Para Sérgio Lazzarini, professor do Insper, o modelo
mais fácil do ponto de vista técnico seria vender a operação como um todo e
deixar o setor privado ajustar a estrutura adquirida.
No entanto, isso traria alta nos preços dos serviços
em regiões mais afastadas e queda na área de cobertura.
— Os Correios atendem regiões como favelas e áreas
remotas que não são hoje atendidas pelos privados porque não há rentabilidade.
Se vender a empresa sem parâmetro regulatório, o preço vai subir — diz ele.
Subsídios públicos
A alternativa de exigir uma cobertura mínima em áreas
menos rentáveis, como na privatização das empresas de telefonia, derruba a
atratividade da empresa para a iniciativa privada.
Lazzarini diz defender que o governo subsidie, a
preços de mercado, uma espécie de complementação do frete para que o custo da
entrega não seja alto para o consumidor nessas regiões.
Tayguara Helou, presidente do sindicato das empresas
de transporte de São Paulo, diz que a venda da empresa em bloco único seria um
caminho viável.
— É uma empresa deficitária mesmo sem pagar tributos
federais, estaduais e municipais. O ideal seria fatiar a operação por unidades
de negócio por meio de concessões — afirma.

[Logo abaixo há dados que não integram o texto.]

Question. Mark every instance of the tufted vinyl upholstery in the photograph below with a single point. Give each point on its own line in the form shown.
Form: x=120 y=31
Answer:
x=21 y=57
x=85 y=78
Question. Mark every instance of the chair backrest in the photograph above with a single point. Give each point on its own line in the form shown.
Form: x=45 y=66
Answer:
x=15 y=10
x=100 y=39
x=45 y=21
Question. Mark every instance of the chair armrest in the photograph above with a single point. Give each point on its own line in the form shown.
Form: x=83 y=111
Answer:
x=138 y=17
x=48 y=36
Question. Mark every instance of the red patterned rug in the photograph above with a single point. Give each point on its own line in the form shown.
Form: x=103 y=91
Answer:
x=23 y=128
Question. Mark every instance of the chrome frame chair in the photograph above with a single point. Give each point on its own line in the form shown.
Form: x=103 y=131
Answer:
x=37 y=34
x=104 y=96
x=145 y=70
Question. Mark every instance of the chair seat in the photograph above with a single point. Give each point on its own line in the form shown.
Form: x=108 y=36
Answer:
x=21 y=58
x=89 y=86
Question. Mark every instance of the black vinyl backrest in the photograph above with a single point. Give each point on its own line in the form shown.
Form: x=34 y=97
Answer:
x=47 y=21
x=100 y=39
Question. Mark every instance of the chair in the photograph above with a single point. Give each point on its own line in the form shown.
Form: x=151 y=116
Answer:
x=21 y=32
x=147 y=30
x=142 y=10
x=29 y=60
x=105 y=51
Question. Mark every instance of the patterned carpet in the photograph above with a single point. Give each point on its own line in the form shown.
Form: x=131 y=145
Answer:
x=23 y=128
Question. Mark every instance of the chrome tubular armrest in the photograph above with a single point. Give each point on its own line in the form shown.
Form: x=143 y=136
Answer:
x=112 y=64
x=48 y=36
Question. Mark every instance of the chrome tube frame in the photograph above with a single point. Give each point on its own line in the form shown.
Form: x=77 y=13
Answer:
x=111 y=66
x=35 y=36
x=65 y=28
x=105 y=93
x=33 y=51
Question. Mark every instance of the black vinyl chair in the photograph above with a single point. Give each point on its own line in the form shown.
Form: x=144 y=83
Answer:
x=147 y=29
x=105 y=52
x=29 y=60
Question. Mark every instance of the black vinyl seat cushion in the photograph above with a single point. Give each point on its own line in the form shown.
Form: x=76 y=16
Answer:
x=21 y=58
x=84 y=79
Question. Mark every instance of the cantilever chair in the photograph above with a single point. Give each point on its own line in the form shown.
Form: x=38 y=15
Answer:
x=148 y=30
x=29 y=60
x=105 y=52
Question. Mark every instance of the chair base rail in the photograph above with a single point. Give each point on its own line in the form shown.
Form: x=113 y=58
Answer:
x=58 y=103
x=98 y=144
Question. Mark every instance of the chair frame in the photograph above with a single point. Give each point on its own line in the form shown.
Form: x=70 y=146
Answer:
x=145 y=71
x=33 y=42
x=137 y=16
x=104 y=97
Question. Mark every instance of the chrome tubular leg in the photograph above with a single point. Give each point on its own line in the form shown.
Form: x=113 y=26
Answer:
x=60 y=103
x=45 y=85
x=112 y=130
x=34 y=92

Helou lembra que o segmento postal não é um mercado
muito rentável. Por isso, se for atendido pelas companhias privadas, será uma
receita periférica.
Alexandre Pierantoni, diretor-executivo da consultoria
Duff & Phelps, afirma que, independentemente do modelo a ser adotado, é
pouco factível que o governo consiga concretizar a desestatização antes de
2022.
— Todo o modelo de concessão demanda tempo, precisa de
estudos e conversas com investidores.
Uma divisão da estatal por segmentos de serviço em vez
de um fatiamento regional, segundo ele, pode fazer mais sentido ao negócio.
— A preocupação é como fatiar a operação de modo a garantir
que as unidades de negócios tenham regiões lucrativas e deficitárias juntas.
Manter o serviço estatal apenas na ponta da entrega
final, mas privatizar as demais etapas do processo logístico, como distribuição
e transporte, pode ser uma solução rentável, segundo Luís Antônio de Souza,
sócio do escritório Souza, Mello e Torres.
A modelagem da privatização, segundo ele, também vai
precisar discutir temas como a privacidade e a proteção de dados de entregas e
fluxos postais, informações que hoje têm alto valor comercial.